| Hi,
have seen this problem on three different BRS-cluster after upgrading them to
BRS V1.4. In fact it is reproducible on all of them.
Here is what I figured out so far, it may or may not be 100% correct. The BRS
procedures are quite complex and it took me a considerable amount of time to
dig in, and work around this (and other) bugs.
If one is leaving the OMS-menu not using the 'correct way' ( File -> Exit )
the mailbox assigned to this process remains allocated and continues to get
filled up by the BRS$SENTRY process. After some time, depending on the size of
the mailbox, the mailbox is full and the writing process (BRS$SENTRY) goes into
RWMBX.
This szenario happens quite often if, for example, an operator leaves his
X-session ( Session -> End session ) without exiting the OMS-menu first.
(b.t.w There are also other possible problems like huge DECW$SERVER_0_ERROR.LOG
files filling up the system-disk if the OMS-menu will not be exit'ed prior
session-end)
A serious side effect of this; if the BRS$SENTRY process hangs, no OMS-station
failover will be possible if the primary one fails.
my workaround:
I have a batch process running checking the OMS-station at regular intervalls
for processes in RWMBX (and other SUSP) states. If one is found and the
Processname is BRS$SENTRY the appended com-procedure will be triggered. The
procedure will deassign the BRS$OMSMBX_x Logical and clean-up the mailbox.
Afterwards the BRS$SENTRY process continues to work.

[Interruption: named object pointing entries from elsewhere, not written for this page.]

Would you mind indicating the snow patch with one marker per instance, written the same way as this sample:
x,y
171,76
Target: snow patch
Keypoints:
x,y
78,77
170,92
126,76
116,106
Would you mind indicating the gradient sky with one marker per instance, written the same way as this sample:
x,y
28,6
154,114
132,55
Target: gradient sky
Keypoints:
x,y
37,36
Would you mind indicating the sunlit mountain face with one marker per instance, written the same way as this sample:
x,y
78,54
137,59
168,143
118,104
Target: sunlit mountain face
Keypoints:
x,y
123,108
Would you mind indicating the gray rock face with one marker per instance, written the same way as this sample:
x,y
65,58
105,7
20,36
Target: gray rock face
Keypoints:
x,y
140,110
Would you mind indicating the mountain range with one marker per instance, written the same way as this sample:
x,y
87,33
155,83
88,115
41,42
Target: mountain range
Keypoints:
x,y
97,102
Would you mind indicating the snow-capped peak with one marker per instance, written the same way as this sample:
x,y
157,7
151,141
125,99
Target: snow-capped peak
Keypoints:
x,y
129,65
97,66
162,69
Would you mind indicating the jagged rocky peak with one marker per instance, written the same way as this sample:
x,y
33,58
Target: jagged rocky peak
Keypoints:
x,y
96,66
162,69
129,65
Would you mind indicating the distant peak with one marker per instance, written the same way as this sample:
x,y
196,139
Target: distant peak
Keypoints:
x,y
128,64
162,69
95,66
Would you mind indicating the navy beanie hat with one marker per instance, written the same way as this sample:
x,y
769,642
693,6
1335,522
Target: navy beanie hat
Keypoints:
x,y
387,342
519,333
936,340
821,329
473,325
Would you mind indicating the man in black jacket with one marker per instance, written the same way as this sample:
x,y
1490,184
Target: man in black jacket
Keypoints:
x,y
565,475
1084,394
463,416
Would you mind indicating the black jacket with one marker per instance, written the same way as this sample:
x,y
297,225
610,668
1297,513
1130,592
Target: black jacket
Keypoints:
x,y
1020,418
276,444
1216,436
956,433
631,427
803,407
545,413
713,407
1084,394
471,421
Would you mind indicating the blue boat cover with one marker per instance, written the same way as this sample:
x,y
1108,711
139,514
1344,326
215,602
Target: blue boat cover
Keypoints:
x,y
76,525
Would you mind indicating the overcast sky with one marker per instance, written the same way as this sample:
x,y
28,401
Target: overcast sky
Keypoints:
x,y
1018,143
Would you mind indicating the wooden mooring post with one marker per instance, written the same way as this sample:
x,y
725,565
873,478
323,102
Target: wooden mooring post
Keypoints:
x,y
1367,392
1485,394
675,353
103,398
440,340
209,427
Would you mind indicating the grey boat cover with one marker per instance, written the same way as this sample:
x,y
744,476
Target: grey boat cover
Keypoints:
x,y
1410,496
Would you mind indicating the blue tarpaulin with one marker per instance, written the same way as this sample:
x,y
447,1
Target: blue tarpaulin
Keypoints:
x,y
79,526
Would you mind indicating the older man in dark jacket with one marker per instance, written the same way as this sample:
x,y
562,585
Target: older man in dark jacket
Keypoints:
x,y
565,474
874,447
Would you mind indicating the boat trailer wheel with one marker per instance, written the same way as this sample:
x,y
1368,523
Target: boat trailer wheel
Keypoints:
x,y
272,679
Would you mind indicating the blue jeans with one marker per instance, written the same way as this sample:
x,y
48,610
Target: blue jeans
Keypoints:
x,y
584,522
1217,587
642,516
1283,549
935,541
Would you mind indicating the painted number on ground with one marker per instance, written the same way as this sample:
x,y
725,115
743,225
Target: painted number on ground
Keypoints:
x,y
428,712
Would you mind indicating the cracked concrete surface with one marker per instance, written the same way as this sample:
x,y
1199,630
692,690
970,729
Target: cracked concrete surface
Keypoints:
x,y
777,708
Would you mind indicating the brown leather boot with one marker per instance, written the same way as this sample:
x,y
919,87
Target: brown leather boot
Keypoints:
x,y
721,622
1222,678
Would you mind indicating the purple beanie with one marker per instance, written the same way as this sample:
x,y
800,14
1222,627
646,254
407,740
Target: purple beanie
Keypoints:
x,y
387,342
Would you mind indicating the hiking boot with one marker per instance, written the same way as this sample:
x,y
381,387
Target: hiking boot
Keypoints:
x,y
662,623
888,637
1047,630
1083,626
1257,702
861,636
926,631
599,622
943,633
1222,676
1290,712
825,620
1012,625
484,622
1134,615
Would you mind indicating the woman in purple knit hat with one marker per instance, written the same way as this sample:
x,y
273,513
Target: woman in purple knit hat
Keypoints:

Maybe there is another, less complex, way. But that was the only one I found so
far to keep the OMS-stations running without constantly rebooting them.
Maybe you need to IPMT this.
regards,
Bernd
================================================================================
$! File : SCHEDULER_COM:CHECK_ORPHAN_BRS_MAILBOXES.COM
$! Date : 08.10.96 B.Oberle
$! Usage: release BRS connections to mailboxes which are not longer in
$! use (maybe due to inproper BRS-menu exit)
$! Note : called by SYS$SYSDEVICE:[SNS$WATCHDOG]SNS$CHECK_PROCESSES_STATES
$!------------------------------------------------------------------------------
$! History:
$! ========
$!
$!------------------------------------------------------------------------------
$!
$ set noon
$ counter = 0
$!
$ NODE = F$GETSYI("NODENAME")
$ if node .NES. F$trnlnm("BRS$PRIMARY_OMS") then goto not_prim_oms
$!
$ loop:
$! -----
$!
$ counter = counter + 1
$ if counter .GT. 50 then goto end_run
$ mba_dev_name = F$trnlnm("BRS$OMSMBX_''counter'")
$ if mba_dev_name .EQS. "" then goto loop
$!
$ if F$getdvi(mba_dev_name,"REFCNT") .NE. 2 then goto loop
$!
$ write sys$output "==> orphan BRS mailbox found (''mba_dev_name') -- deleting logical ..."
$ deassign/system/user BRS$OMSMBX_'counter'
$!
$! #### now empty the mailbox ####
$! This happens in batch because the procedure will hang if the mailbox is empty
$!
$ submit -
/noident -
/param=("''mba_dev_name'") -
/queue=sys$batch -
/noprint -
/nolog -
scheduler_com:SUB_EMPTY_ORPHAN_BRS_MAILBOXES.COM
$!
$ wait ::10
$ delete/entry='$ENTRY'
$!
$ goto loop
$!
$ not_prim_oms:
$! -------------
$!
$ write sys$output ""
$ write sys$output "==> Procedure run on primary OMS-node only !!!"
$ write sys$output ""
$!
$ end_run:
$! --------
$!
$ exit
$!
================================================================================
$! File : SCHEDULER_COM:SUB_EMPTY_ORPHAN_BRS_MAILBOXES.COM
$! Date : 08.10.96 B.Oberle
$! Usage: write content of mailbox to null-device
$! Note : do not use interactive -- called by CHECK_ORPHAN_BRS_MAILBOXES.COM
$!------------------------------------------------------------------------------
$! History:
$! ========
$!
$!------------------------------------------------------------------------------
$!
$ if p1 .EQS. "" then exit
$!
$ loop:
$! -----
$ copy 'p1' sys$output:
$ goto loop
|